**Differential equation: **An equation containing an independent variable, dependent variable and differential coefficient of dependent variable with respect to independent variable is called a differential equation.**Order of a differential equation:** The order of a differential Equation is the order of the highest order derivative appearing in the equation.

For example, in the equation \(\frac{{{d}^{2}}y}{d{{x}^{2}}}+3\frac{dy}{dx}+2y={{e}^{x}}\), the order of highest order derivative is 2. So. It is a differential equation of order 2.
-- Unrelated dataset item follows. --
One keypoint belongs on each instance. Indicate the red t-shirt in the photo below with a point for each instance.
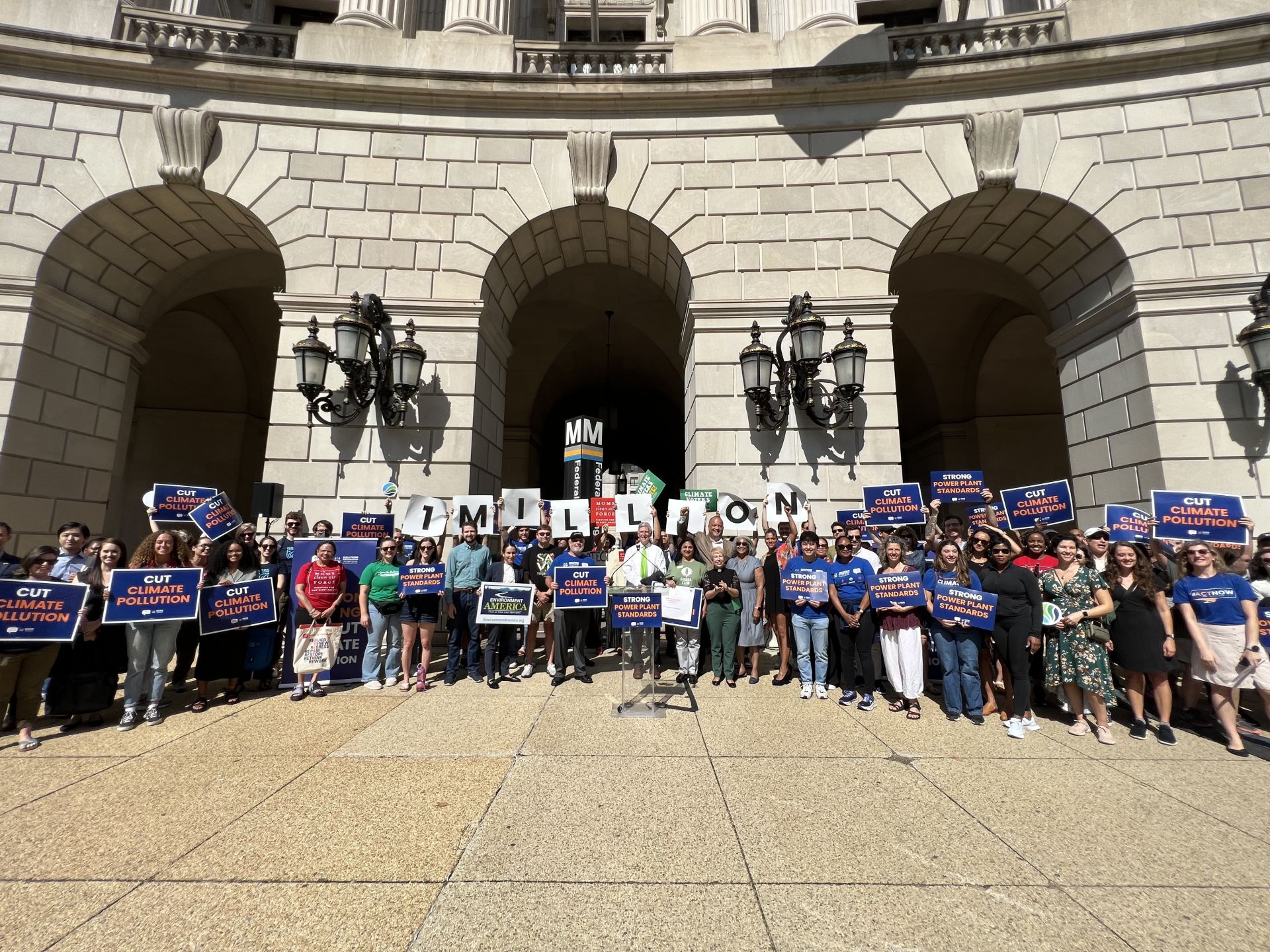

The equation \(\frac{{{d}^{2}}y}{d{{x}^{2}}}-6{{\left( \frac{dy}{dx} \right)}^{2}}-4y=0\) is of the order 2, It is a differential equation of order 2.

**Degree of a differential equation:** The degree of a differential equation is the degree of the highest order derivative, when differential coefficient are made free from radicals and fractions.

**Example I: **Consider the differential equation \(\frac{{{d}^{2}}y}{d{{x}^{2}}}-6{{\left( \frac{dy}{dx} \right)}^{2}}-4y=0\).

In this equation the number of highest order derivative is 2. So it is a differential equation of degree 1.

**Example II: **Consider the differential equation \(x{{\left( \frac{{{d}^{3}}y}{d{{x}^{3}}} \right)}^{2}}+{{\left( \frac{dy}{dx} \right)}^{4}}+{{y}^{2}}=0\).

In this equation, the order of the highest order derivative is 3. And its power is 2. So it is a differential equation of order 3 and degree 2.